31
May 16

why gecko data structures should be preferred to std:: ones

In light of the recent announcement that all of our Tier-1 platforms now have a C++11-supporting standard library, I received some questions about whether we should continue encouraging the use of Gecko-specific data structures. My answer was “yes”, and as I was writing the justification for said answer, I felt that the justification was worth broadcasting to a wider audience. Here are the reasons I came up with; feel free to agree or disagree in the comments.

  • Gecko’s data structures can be customized extensively for our purposes, whereas we don’t have the same control over the standard library.  Our string classes, for instance, permit sharing structure between strings (whether via something like nsDependentString or reference-counted string buffers); that functionality isn’t currently supported in the standard library.  While the default behavior on allocation failure in Gecko is to crash, our data structures provide interfaces for failing gracefully when allocations fail.  Allocation failures in standard library data structures are reported via exceptions, which we don’t use.  If you’re not using exceptions, allocation failures in those data structures simply crash, which isn’t acceptable in a number of places throughout Gecko.
  • Gecko data structures can assume things about the environment that the standard library can’t.  We ship the same memory allocator on all our platforms, so our hashtables and our arrays can attempt to make their allocation behavior line up with what the memory allocator efficiently supports.  It’s possible that the standard library implementations we’re using do things like this, but it’s not guaranteed by the standard.
  • Along similar lines as the first two, Gecko data structures provide better visibility for things like debug checks and memory reporting.  Some standard libraries we support come with built-in debug modes, but not all of them, and not all debug modes are equally complete. Where possible, we should have consistent support for these sorts of things across all our platforms.
  • Custom data structures may provide better behavior than standard data structures by relaxing the specifications provided by the standard.  The WebKit team had a great blog post on their new mutex implementation, which optimizes for cases that OS-provided mutexes aren’t optimized for, either because of compatibility constraints or because of outside specifications.  Chandler Carruth has a CppCon talk where he mentions the non-ideal interfaces in many of the standard library data structures.  We can do better with custom data structures.
  • Data structures in the standard library may provide inconsistent performance across platforms, or disagree on the finer points of the standard.  Love them or hate them, Gecko’s data structures at least provide consistent behavior everywhere.

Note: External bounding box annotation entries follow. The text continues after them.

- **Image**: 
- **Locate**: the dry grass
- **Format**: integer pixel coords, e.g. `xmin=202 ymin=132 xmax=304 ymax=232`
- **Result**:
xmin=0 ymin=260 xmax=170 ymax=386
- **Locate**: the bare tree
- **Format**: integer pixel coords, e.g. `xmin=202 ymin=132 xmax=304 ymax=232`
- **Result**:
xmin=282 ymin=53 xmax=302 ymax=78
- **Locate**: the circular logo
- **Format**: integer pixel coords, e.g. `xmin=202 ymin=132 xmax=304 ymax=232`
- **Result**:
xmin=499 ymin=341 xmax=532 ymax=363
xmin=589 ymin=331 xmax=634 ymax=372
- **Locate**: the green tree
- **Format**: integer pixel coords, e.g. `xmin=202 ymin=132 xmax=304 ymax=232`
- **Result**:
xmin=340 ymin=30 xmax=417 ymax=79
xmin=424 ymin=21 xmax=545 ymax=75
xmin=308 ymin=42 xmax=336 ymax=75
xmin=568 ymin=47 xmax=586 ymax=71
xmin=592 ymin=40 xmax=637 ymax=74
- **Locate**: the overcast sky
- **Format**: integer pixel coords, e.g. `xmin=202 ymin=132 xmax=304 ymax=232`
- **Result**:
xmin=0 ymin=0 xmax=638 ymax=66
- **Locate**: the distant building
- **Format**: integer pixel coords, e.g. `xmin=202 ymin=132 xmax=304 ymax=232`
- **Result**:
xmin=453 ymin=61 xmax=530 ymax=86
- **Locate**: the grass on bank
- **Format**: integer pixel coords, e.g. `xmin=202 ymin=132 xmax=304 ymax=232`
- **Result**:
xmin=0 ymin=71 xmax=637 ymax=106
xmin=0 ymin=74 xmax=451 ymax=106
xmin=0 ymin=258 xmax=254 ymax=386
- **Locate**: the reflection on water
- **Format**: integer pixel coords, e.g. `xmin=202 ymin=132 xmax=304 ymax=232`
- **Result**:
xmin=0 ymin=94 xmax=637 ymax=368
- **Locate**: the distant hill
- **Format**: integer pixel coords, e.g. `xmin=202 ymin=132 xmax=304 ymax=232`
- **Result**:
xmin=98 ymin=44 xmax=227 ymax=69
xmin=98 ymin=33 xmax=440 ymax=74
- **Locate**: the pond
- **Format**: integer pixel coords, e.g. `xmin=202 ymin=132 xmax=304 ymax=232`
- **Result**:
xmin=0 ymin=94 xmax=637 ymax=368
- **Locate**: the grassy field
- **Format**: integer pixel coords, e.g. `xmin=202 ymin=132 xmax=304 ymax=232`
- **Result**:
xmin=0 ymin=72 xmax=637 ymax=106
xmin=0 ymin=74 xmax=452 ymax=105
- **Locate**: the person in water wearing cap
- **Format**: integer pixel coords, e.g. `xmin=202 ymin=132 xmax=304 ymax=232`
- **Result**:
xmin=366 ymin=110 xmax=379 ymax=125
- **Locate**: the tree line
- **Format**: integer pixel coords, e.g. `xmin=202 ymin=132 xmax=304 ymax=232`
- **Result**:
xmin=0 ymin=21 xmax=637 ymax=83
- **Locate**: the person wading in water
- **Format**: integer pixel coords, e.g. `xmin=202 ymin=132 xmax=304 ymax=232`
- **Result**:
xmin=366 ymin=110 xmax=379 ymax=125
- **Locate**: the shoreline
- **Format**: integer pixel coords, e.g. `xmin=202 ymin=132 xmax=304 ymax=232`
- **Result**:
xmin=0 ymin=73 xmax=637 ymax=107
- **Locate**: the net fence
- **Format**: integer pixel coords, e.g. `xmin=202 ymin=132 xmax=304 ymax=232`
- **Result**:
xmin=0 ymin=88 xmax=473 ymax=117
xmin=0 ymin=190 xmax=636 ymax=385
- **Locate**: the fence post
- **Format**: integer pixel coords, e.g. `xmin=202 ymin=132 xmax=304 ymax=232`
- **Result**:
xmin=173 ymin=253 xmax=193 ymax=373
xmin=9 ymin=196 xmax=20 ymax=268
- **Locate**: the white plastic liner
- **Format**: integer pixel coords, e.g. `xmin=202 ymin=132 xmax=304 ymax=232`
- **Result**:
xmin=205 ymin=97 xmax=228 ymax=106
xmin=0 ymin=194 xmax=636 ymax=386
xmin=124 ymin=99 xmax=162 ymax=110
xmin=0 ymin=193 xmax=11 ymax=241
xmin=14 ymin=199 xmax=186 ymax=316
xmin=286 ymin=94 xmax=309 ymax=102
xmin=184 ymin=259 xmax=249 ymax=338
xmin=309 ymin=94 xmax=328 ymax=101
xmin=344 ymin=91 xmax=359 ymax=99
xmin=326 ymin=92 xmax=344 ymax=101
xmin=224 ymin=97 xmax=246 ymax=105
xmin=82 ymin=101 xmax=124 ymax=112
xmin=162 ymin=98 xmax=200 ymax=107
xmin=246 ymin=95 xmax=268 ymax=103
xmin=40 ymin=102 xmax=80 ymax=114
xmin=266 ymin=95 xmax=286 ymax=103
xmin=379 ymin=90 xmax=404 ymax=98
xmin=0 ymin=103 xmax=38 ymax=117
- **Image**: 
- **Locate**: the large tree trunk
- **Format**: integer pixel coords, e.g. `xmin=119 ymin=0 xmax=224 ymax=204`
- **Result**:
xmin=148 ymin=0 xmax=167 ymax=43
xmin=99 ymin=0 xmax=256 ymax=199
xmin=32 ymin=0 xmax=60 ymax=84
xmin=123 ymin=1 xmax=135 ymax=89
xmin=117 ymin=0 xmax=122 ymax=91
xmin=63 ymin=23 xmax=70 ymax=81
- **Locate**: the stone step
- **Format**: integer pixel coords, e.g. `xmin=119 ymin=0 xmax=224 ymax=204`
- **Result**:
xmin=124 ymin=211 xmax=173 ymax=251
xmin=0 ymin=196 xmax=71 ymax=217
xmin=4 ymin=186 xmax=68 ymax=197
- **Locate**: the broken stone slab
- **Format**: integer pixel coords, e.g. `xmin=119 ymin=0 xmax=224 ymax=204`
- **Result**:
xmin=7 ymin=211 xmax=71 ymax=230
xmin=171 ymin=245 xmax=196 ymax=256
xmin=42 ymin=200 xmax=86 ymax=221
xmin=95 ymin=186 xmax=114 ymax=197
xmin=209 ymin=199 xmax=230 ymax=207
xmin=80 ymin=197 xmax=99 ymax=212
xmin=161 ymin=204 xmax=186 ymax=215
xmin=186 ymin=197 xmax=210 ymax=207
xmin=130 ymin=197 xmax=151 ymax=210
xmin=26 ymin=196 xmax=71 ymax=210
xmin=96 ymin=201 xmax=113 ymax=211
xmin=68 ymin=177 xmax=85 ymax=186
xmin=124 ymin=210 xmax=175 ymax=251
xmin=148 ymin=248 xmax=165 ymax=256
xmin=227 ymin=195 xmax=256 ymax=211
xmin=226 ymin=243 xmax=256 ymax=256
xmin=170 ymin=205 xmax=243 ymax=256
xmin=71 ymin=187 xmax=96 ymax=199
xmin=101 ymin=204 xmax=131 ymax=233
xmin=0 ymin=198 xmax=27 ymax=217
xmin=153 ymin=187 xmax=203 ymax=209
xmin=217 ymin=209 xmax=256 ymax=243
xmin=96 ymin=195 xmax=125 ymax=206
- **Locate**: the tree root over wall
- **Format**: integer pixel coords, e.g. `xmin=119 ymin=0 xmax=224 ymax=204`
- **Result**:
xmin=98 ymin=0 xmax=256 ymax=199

Most of these arguments are not new; if you look at the documentation for Facebook’s open-source Folly library, for instance, you’ll find a number of these arguments, if not expressed in quite the same way.  Browsing through WebKit’s WTF library shows they have a number of the same things that we do in xpcom/ or mfbt/ as well, presumably for some of the same reasons.

All of this is not to say that our data structures are perfect: the APIs for our hashtables could use some improvements, our strings and nsTArray do a poor job of separating “data structure” from “algorithm”, nsDeque serves as an excellent excuse to go use the standard library instead, and XPCOM’s synchronization primitives should stop going through NSPR and use the underlying OS’s primitives directly (or simply be rewritten to use something like WebKit’s locking primitives, above).  This is a non-exhaustive list; I have more ideas if people are interested.

Having a C++11 standard library on all platforms brings opportunities to remove dead polyfills; MFBT contains a number of these (Atomics.h, Tuple.h, TypeTraits.h, UniquePtr.h, etc.)  But we shouldn’t flock to the standard library’s functionality just because it’s the standard.  If the standard library’s functionality doesn’t fit our use cases, we should definitely write our own replacement(s) and use them widely.


27
Jan 15

examples of poor API design, 1/N – pldhash functions

The other day in the #content IRC channel:

<bz> I have learned so many things about how to not define APIs in my work with Mozilla code ;)
<bz> (probably lots more to learn, though)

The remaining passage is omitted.